How to Run on a Treadmill Incline
Overview
Cardiovascular exercise is characterized by repetitive movements of the major muscle groups. Treadmills are fitness machines that can help increase your cardiovascular strength. When you use the incline on a treadmill, you will get the cardiovascular benefits, but you can also develop more leg power, speed, stride frequency and muscle endurance. To do treadmill incline training, you can do both interval training and simple running on an incline.
Step 1
Learn how to operate the machine. Before you start using the machine, learn how to turn it on, shut it off, increase and decrease your speed and increase and decrease the incline. There will be a "Start" button, "Speed" button and "Incline" button on the control panel. The speed and incline buttons will have up and down arrows.
Step 2
Hook up the safety switch. Treadmills have a safety switch attached to the machine with a cord and clip that gets attached to your clothing. In case you were to accidentally fall off the machine, the cord would get pulled, the machine would turn off and the track would come to a stop. Attach the clip to your clothing in an area where it won't be in your way when you are running.
Step 3
Step on to the machine and get it moving. When you get on the treadmill, place your feet on the rails on the sides of the track. Hit the "Start" button, lift yourself up by holding on to the handrails and lower yourself down on the track until you are walking at a slow pace. Continuously hit the up arrow until you are walking at a fast pace.
Step 4
Adjust your incline. After walking for two minutes, turn your speed up until you are jogging and go for three minutes. Hit the up arrow on the "Incline" button until you feel the intensity increasing. Stop hitting the button when it is about a 3 to 5 grade. The standard incline on treadmills goes from 0 to 10, with 10 being the steepest. Turn your speed down until you are running at an incline.
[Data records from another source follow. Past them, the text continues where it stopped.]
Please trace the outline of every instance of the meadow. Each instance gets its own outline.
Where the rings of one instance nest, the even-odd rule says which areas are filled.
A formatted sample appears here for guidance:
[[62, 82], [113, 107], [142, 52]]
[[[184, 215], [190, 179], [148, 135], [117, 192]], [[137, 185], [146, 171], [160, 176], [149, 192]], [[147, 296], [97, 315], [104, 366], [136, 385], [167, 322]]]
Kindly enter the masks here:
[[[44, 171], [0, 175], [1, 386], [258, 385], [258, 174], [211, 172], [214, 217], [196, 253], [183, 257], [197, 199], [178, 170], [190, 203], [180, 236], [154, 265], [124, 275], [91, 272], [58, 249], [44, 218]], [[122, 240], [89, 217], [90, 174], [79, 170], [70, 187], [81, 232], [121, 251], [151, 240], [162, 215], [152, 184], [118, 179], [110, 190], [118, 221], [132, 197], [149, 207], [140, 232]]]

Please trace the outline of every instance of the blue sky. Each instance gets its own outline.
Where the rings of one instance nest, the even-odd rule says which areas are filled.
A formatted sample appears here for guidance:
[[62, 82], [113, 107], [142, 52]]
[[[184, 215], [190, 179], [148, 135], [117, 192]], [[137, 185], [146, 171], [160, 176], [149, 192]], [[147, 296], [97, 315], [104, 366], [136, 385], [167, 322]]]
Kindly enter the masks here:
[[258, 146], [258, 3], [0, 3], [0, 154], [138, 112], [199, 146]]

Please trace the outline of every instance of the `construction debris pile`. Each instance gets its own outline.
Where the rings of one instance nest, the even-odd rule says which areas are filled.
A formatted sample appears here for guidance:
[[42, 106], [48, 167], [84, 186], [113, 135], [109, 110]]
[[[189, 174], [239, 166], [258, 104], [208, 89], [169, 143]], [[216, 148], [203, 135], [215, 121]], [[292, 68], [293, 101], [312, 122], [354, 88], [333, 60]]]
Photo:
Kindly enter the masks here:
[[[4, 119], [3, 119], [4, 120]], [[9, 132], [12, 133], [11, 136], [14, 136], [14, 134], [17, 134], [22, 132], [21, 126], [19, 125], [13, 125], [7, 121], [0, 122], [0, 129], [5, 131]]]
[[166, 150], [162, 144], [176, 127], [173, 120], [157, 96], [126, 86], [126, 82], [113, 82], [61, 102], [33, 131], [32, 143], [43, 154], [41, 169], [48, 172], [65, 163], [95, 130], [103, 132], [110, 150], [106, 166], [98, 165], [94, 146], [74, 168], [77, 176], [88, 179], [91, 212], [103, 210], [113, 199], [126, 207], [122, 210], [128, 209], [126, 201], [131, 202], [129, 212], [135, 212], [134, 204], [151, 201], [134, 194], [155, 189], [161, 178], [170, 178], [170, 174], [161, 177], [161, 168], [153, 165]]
You will find that even though the speed might be low, you will have to run faster when the incline is turned up. Run for 60 seconds, turn your incline back down to 0, increase your speed until you are jogging and go for two minutes. Turn your incline back up, speed back down and run for 60 seconds again. Keep alternating back and forth 10 times, then finish with a light jog for five minutes with the treadmill flat. This is an interval-style workout. You can also simply turn the incline up and run at a steady state for 20 to 30 minutes.
Step 5
Use good form when running. When you are running on the treadmill, keep your head up and look forward. Take long swings with your arms and smooth strides with your legs. Do not lean on the handrails at any time when you are using the treadmill.